Tom Parsons'un çalışmasında, Kuzey Anadolu Fayı'nın geçtiği Marmara
Denizi ve Anadolu'nun tabanının kırılmış bir cam parçasına
benzediği belirlendi. Cambridge Üniversitesi'nden Prof. James
Jackson, "Cam bir bardak üzerindeki çatlak, hareket ettirildiğinde
nasıl uzar ve kırılmaya uygun hale gelirse, fay hattı da aynı
durumda" dedi. İki farklı görüş TÜBİTAK Yer ve Deniz Bilimleri
Enstitüsü Müdürü Doç. Dr. Ruhi Saatçiler de Marmara'nın tabanının
çok parçalı bir yapıya sahip olduğunu belirterek, şöyle konuştu:
"Fayların böyle parçalı yapıda olması enerjinin boşalımı açısından
iyiye işaret. Ancak 2 görüş vardır. Prof. Celal Şengör ve Prof.

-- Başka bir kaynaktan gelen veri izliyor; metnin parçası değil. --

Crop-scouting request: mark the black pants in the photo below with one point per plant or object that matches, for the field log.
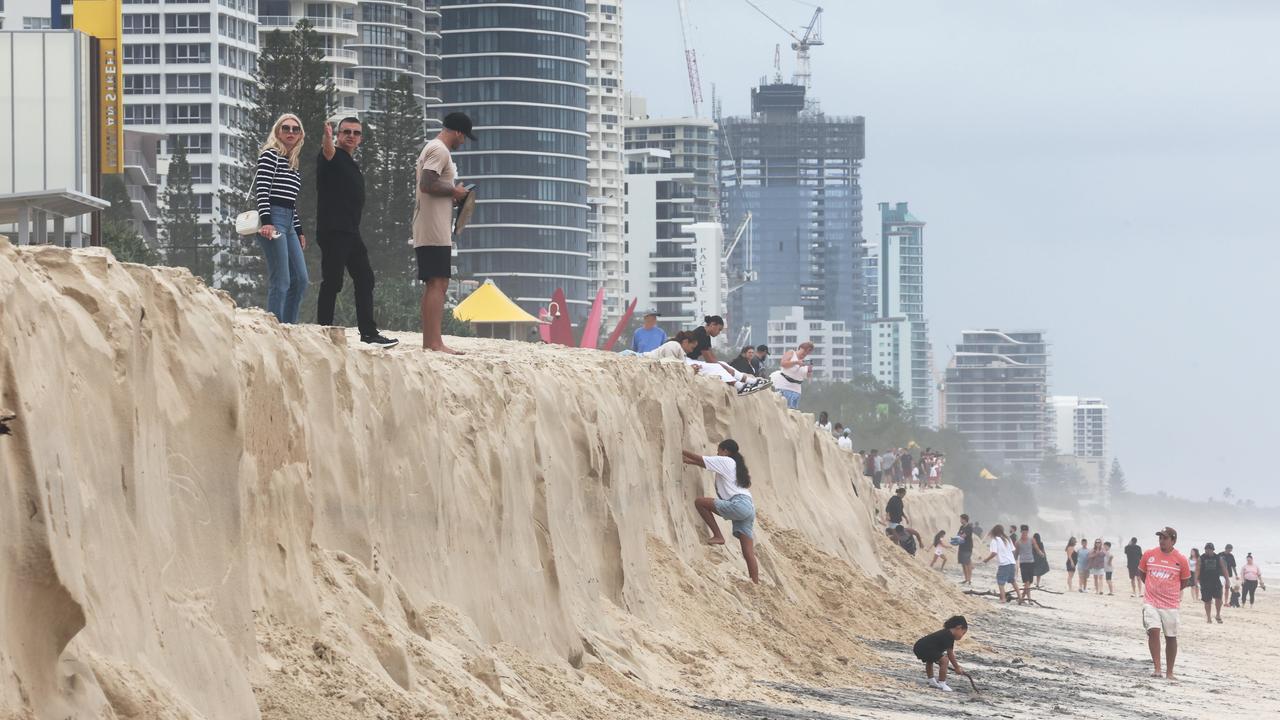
(339, 254)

Xavier Le Pichon'un öne sürdüğü gibi Marmara Denizi'ndeki fay
doğrultu atımlı ve tek parça ise o zaman bu çok parçalı fay
yapısına sahip olması bir şey ifade etmez. Yani iyi bir işarettir
diyemeyiz. Ancak merhum Prof. Aykut Barka ve Prof. Rolando
Armijo'nun öne sürdüğü gibi çek - ayır sistemi hâkimse, çok parçalı
olması iyi bir işaret kabul edilebilir. Hangisinin doğru olduğunu
belirlemeye çalışıyoruz." 1912 depreminin izleri Gemi
araştırmalarının koordinatörlüğünü yapan İTÜ Maden Fakültesi
Jeoloji Bölümü öğretim üyesi Prof. Dr. Namık Çağatay, "Karada
hendek kazarak uygulanan yaşlandırma yöntemiyle faylar hakkında
bilgi sahibi olunabiliyor. Ancak bunu denizde yapmak bugünkü
teknolojiyle zor; o nedenle tarihi depremlerin tam yerini
belirlemekte güçlük çekiliyor" diye konuştu. Çınarcık açıklarında
"küçük kıyamet" olarak adlandırılan 1509 depremi ile İzmit
Körfezi'nde M.S. 145, 269, 478, 740 yıllarında oluşmuş depremlerin
izlerine rastlandığını anlatan Çağatay, şunları söyledi: "Columbia
Üniversitesi'nden Cecillia M.G. McHugh, Ganos önlerinde deniz
tabanın alınan toprak örneklerinde 1912 Mürefte, 1960 ve 1800
yıllarındaki büyük Saroz Körfezi depremlerinin izlerini buldu. Aynı
çalışmacı, 1509 depremi ve Karamürsel çukurluğunda M.S. 145, 269,
478 ve 740 yıllarında İzmit çevresinde oluşmuş depremlerin izlerine
de rastladı." Gemiler neler yaptı? Odin Finder (İtalya):
Büyükçekmece, Avcılar ve Bakırköy'de, karaya yakın veya karada
herhangi bir faya rastlanmadığını belirledi. Urania (İtalya):
Marmara'nın son 10 bin yıldaki kayma hızını hesapladı. Fayın
güneyinde kalan kısmın, kuzeye oranla yılda 2-2.5 santim hızla
batıya kaydığını belirledi. Le Suroit (Fransa): Marmara
Denizi'ndeki ana fayın haritasını çıkardı. Le Nadir (Fransa): Kıta
kabuğunun yapısını araştırdı. Marion Dufresne (Fransa): Marmara
Denizi'nin gelişimini araştırdı. Ayrıca iklimsel yapısını,
Karadeniz'le bağlantısının ne zaman oluştuğu gibi olayları
inceledi. L'Atalante (Fransa): Marmara'da tarihi depremlerin
yerlerini belirledi. "Victor" adlı insansız denizaltıyla fayların
izini sürdü.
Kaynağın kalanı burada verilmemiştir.